Mi pensar no tiene una lengua materna y es sólo una sucesión de traducciones, de desplazamientos, de adaptaciones a condiciones cambiantes.

martes, 1 de marzo de 2011

GIORDANO BRUNO


El 17 de Febrero de 1600, tras ocho años de prisión y tortura, Giordano Bruno es quemado vivo en el Campo dei Fiori (Roma). Una cruz, formada por dos pinchos que atraviesan su lengua y sus labios, impide que el filósofo se dirija a la multitud mientras es conducido a la hoguera.

En la sombra de su encapuchada estatua un grupo de curillas se lo pasa alegremente.


La modernidad empezó con una hoguera, sin antes sentenciando al quién se atrevió con el oscurantismo como herético impenitente, pertinaz y obstinado.
Desgraciadamente, la Iglesia nunca se ha disculpado por ejecutar a Bruno. Tal vez, algunas herejías todavía son muy peligrosas para perdonarlas, a pesar de sus méritos científicos. La modernidad sigue siendo la asignatura pendiente de esa institución criminal, mientras sus numerarios disfrutan del universo luminoso de la plaza, sólo posible en un mundo que permita un pensamiento creativo y un espíritu crítico libre.

En un experimento mental, Bruno se imaginó alejarse de la tierra y yendo hacia la Luna, esta se hacia cada vez más grande y la Tierra empequeñecía. Desde la Luna, la Tierra parecía el satélite. Si Bruno hubiese ido todavía más allá, hubiera podido ver la Tierra y la Luna como meros polvillos esparcidos en un Cosmos Infinito.

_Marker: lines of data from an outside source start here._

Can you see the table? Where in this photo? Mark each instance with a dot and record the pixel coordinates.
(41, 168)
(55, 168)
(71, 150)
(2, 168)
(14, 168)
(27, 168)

La cuestión tan crucial como distinguir entre la apariencia de las cosas y la cruda realidad sigue pisoteada al otro lado de Tevere, en el Vaticano.
Cuatro siglos después de la muerte en la hoguera, el Vaticano deploró su veredicto contra el filósofo, pronunciado por la Inquisición, calificándolo como "un triste episodio de la historia cristiana moderna". No obstante "el profundo pesar de la Iglesia por esa muerte atroz" y la rehabilitación del Bruno-teólogo no van acompañados con el reconocimiento de su sabiduría, "incompatibles con la fe cristiana". Paradojas vaticanas. Pero esos curillas pasándolo bien alrededor de una mesa en la plaza dónde tuvo que morir el filósofo, dan razón a Bruno.



La Piazza Campo dei Fiori es una plaza colorista, animada por la diversidad, acogedora e incluyente. Su historia es igualmente pintoresca. Desde un prado con vistas al Pompeyo, pasando por ser un barrio de posadas y burdeles con los cuales tuvo que ver el Papa Borgia Alejandro VI, ahora es un punto de encuentro entre los residentes y la variopinta clientela extranjera.


Todo lo contrario de la prepotente Piazza de San Pietro, con la grotesca fila india de los rebaños que acuden allí esperando su momento de gloria al conseguir las entradas a los aposentos papales.
Cada paso que les acerca a las puertas de la Basílica les borra los rasgos de animación y espontaneidad.
Para mí, el pasaporte a la gloria, es el deleite de la profundidad de los rojos en la copa del magnífico vino rosso degustado en la plaza de Bruno. Esta es la papeleta que admito comprar para acceder a su universo infinito; él que se construye desde el saber y la ficción.